Tropes used in Other People's Money include:
- Ambiguously Jewish: In the original play, Larry's last name is the very Jewish-sounding Garfinkle. In the film, it's changed to Garfield, possibly to avoid Unfortunate Implications.
- Belligerent Sexual Tension
- Hello, Attorney!- Kate. See also Male Gaze
- Japan Takes Over the World - This is what Larry claimed to be worried about when he said he encouraged his employees to learn Japanese.
- Know When to Fold'Em - This is essentially Larry's argument to the stockholders in the climax; the company's dead, it's going to be dead with or without him, so they might as well get out with a bit of money by going with him rather than the nothing they'll get when it eventually does fold for good.
- Male Gaze- Their first meeting (literally, a Hello, Attorney!).
- Pet the Dog- Larry tells Kate over dinner how a cheerleader broke his heart in high school.
- Stalking Is Love
- Straw Man Has a Point: A rare in-universe example.

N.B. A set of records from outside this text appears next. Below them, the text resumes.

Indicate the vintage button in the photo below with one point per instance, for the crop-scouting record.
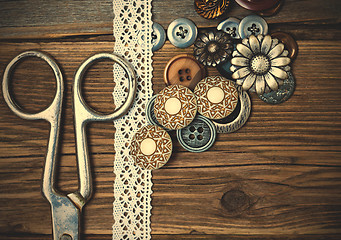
(175, 107)
(211, 9)
(158, 36)
(252, 25)
(182, 32)
(198, 136)
(283, 93)
(151, 147)
(257, 5)
(217, 97)
(230, 26)
(289, 43)
(184, 70)
(238, 117)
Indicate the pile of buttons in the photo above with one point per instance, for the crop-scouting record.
(198, 106)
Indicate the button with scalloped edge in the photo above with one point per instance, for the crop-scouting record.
(175, 107)
(151, 147)
(217, 97)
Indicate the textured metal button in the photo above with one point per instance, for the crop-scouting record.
(151, 147)
(184, 70)
(230, 26)
(283, 93)
(238, 117)
(252, 25)
(198, 136)
(182, 32)
(217, 97)
(158, 36)
(175, 107)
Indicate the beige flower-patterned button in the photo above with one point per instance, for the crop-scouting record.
(151, 147)
(217, 97)
(175, 107)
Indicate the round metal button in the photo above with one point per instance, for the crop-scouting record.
(238, 117)
(283, 93)
(175, 107)
(151, 147)
(184, 70)
(198, 136)
(217, 97)
(182, 32)
(230, 26)
(158, 36)
(252, 24)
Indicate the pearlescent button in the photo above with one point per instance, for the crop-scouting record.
(197, 136)
(238, 117)
(182, 32)
(252, 25)
(151, 147)
(230, 26)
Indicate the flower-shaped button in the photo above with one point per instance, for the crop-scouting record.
(151, 147)
(260, 64)
(217, 97)
(182, 32)
(175, 107)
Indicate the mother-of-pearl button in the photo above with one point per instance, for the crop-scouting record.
(215, 95)
(173, 106)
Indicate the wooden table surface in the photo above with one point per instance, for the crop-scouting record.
(279, 177)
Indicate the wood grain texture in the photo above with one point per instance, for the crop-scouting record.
(276, 178)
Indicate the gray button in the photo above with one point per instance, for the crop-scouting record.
(182, 32)
(252, 24)
(198, 136)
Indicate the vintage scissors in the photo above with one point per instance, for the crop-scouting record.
(66, 209)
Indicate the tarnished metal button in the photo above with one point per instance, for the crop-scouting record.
(252, 25)
(211, 9)
(158, 36)
(238, 117)
(151, 147)
(175, 107)
(182, 32)
(217, 97)
(283, 93)
(230, 26)
(184, 70)
(198, 136)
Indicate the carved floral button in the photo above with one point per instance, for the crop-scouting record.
(217, 97)
(151, 147)
(175, 107)
(184, 70)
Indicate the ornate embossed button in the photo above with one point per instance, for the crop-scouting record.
(182, 32)
(230, 26)
(175, 107)
(211, 9)
(238, 117)
(151, 147)
(252, 25)
(217, 97)
(198, 136)
(184, 70)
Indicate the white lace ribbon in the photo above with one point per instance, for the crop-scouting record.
(132, 186)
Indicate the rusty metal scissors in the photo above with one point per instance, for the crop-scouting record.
(66, 209)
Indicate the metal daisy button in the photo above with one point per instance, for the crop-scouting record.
(217, 97)
(198, 136)
(175, 107)
(151, 147)
(182, 32)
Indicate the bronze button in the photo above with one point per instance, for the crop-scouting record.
(184, 70)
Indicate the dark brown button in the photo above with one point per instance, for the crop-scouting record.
(184, 70)
(289, 43)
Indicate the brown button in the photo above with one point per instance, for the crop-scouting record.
(289, 43)
(184, 70)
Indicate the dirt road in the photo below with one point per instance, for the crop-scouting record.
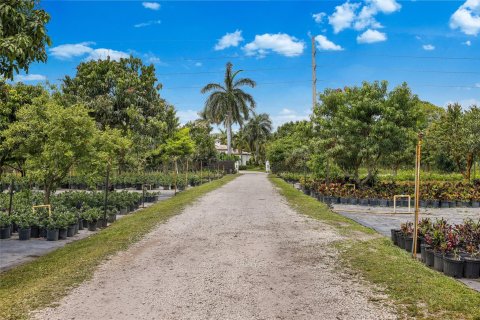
(240, 252)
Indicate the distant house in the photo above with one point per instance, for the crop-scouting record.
(244, 157)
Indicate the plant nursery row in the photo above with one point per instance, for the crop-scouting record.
(70, 211)
(432, 194)
(451, 249)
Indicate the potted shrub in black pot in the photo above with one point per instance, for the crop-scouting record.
(24, 220)
(5, 225)
(452, 261)
(472, 262)
(51, 226)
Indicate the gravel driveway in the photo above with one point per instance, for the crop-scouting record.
(240, 252)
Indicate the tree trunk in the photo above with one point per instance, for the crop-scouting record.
(47, 190)
(175, 176)
(468, 168)
(229, 137)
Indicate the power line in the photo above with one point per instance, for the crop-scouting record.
(411, 56)
(215, 72)
(258, 84)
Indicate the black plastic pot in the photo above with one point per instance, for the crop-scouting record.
(5, 233)
(35, 231)
(62, 234)
(24, 234)
(408, 244)
(438, 261)
(452, 267)
(52, 235)
(444, 204)
(471, 268)
(423, 251)
(71, 231)
(393, 235)
(401, 240)
(92, 226)
(353, 201)
(429, 257)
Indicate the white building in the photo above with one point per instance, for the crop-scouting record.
(244, 157)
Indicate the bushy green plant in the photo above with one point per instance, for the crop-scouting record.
(5, 220)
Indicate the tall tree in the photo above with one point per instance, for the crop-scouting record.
(456, 134)
(228, 103)
(258, 130)
(23, 35)
(12, 99)
(361, 125)
(53, 139)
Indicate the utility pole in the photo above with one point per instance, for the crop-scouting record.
(314, 74)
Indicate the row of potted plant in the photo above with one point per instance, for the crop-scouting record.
(432, 194)
(451, 249)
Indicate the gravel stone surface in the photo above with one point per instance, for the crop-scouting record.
(240, 252)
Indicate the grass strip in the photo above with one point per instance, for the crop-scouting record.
(418, 291)
(47, 279)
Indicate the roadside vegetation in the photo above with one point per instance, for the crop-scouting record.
(38, 283)
(416, 290)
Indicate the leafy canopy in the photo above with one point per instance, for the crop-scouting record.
(23, 35)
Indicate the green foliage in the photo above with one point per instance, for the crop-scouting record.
(257, 131)
(228, 103)
(180, 145)
(23, 35)
(200, 132)
(5, 220)
(363, 125)
(292, 147)
(456, 135)
(52, 139)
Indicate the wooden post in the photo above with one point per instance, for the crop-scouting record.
(175, 176)
(186, 176)
(106, 194)
(10, 204)
(417, 193)
(314, 74)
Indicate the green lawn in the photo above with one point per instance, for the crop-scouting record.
(48, 278)
(416, 290)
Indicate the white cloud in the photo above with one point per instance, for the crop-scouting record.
(103, 54)
(287, 115)
(318, 17)
(361, 16)
(68, 51)
(467, 18)
(30, 77)
(343, 16)
(371, 36)
(280, 43)
(148, 23)
(187, 115)
(229, 40)
(324, 44)
(151, 5)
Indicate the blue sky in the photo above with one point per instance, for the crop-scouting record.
(433, 45)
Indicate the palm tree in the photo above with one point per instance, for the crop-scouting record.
(228, 103)
(258, 130)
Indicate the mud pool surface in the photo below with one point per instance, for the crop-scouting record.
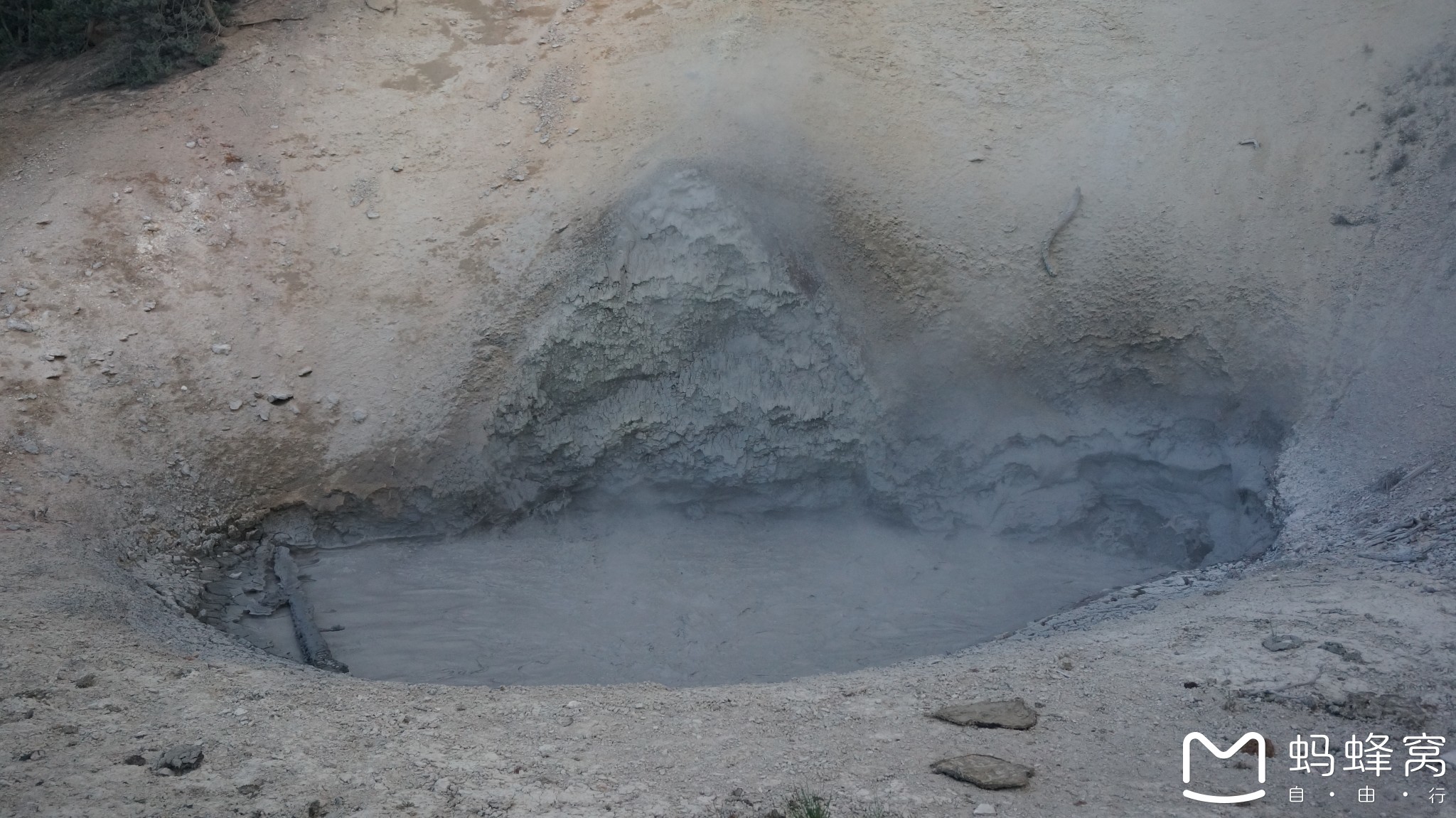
(664, 598)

Larry is seen as the villain by most of the characters in the film, because he's ruthless and rich and trying to make money by breaking up a small, old-fashioned business. But when we actually listen to him, he makes the very good point that the company, though well-intentioned, has been losing it's stockholder's money for years, it will eventually go bankrupt anyway, and this is the only way for the stockholders to get some of their money back.
- Title Drop- Larry uses a shell corporation in his takeover schemes called OPM. Which stands for...
- Ugly Guy, Hot Wife- Or at least hot love interest, as we're supposed to think that Penelope Ann Miller might fall for Danny DeVito.
- In the original play, they do get married.